Esto también se aplica a muchos otros trabajos. No importa si se trata de soldar, pulir o esmerilar. Cosidos, impresos o atornillados. A veces hay que ser muy inventivo.
Es realmente una locura. Si no necesitas ninguna ayuda, no sabes lo importante que es.
Un atleta se acercó porque tenía un problema cotidiano y preguntó si también podían ayudarlo con eso. Sin manos, sólo con gran dificultad pudo sacar su maleta. Así, el equipo técnico escaneó el muñón de su brazo, imprimió un brazalete y un conector a juego.

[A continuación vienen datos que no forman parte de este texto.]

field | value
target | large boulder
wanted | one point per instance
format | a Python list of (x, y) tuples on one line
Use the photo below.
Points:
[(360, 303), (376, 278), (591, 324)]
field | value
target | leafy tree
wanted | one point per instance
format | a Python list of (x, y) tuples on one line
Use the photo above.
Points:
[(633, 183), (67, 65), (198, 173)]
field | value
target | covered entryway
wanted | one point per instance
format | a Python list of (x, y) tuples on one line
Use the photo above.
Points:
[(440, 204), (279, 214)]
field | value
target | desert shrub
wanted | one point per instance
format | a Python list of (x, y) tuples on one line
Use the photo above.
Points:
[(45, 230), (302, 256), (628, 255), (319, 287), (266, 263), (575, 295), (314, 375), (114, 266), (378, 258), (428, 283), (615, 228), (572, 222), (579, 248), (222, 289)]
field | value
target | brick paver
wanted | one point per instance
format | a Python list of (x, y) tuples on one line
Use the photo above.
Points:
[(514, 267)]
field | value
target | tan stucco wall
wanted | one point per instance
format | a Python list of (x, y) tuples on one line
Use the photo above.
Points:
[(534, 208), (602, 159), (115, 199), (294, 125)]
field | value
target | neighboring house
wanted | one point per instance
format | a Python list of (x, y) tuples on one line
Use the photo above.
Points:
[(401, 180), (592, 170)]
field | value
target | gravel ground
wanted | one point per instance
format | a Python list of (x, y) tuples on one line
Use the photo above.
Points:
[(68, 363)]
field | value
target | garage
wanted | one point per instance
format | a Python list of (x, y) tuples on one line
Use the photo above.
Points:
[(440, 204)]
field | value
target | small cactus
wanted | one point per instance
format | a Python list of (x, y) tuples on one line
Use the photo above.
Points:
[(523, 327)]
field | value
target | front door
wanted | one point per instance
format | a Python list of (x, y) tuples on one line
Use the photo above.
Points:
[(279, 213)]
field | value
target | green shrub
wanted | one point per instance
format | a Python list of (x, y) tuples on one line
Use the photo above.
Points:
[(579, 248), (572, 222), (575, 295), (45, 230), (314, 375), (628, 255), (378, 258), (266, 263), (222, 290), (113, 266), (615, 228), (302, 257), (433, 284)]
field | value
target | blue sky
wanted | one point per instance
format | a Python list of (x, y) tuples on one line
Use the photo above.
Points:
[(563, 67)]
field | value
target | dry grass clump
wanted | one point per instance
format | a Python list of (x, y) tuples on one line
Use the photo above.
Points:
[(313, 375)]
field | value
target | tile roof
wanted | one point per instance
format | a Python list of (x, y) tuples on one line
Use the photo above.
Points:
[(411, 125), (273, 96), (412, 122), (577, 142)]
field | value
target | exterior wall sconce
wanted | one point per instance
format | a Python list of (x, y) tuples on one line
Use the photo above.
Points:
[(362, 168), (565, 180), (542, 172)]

Este estaba sujeto a la maleta y se podía enganchar el brazalete.
Una ciclista estaba preocupada por el amortiguador de su silla de ruedas porque colgaba demasiado bajo. Sin embargo, no había ningún repuesto para ello. Así, dos técnicos agarraron rápidamente una valla, cortaron un puntal de metal que se convirtió en una pieza de repuesto adecuada y salvaron su participación en los Juegos Paralímpicos.
Se cuida a toda la “familia paralímpica”
Al taller pueden asistir todos aquellos que formen parte de la familia Paralímpica, por ejemplo ex atletas que ahora han asumido otras tareas en su delegación. Y tampoco se rechaza a los visitantes especiales. La atleta de invierno Anna-Lena Forster, que ha ganado cuatro oros Paralímpicos, pasa por aquí con su hermano y su hermana para mostrárselos todo.
La paraatleta Anna-Lena Forster recibe sus andadores de manos del técnico Julian Napp.
Todo está bien con su silla de ruedas. Pero sus andadores suenan. “De hecho, pensé que necesitaba tapones de goma nuevos para los extremos”. Pero el técnico Napp reconoció otro problema. Un tornillo ya no está apretado. Taladra un nuevo agujero en el metal y coloca el tornillo allí. Para realizar la prueba, Forster golpea el estribo de su silla de ruedas con ambas muletas, sin que haga ruido. Ella afirma con satisfacción: “Buen trabajo”.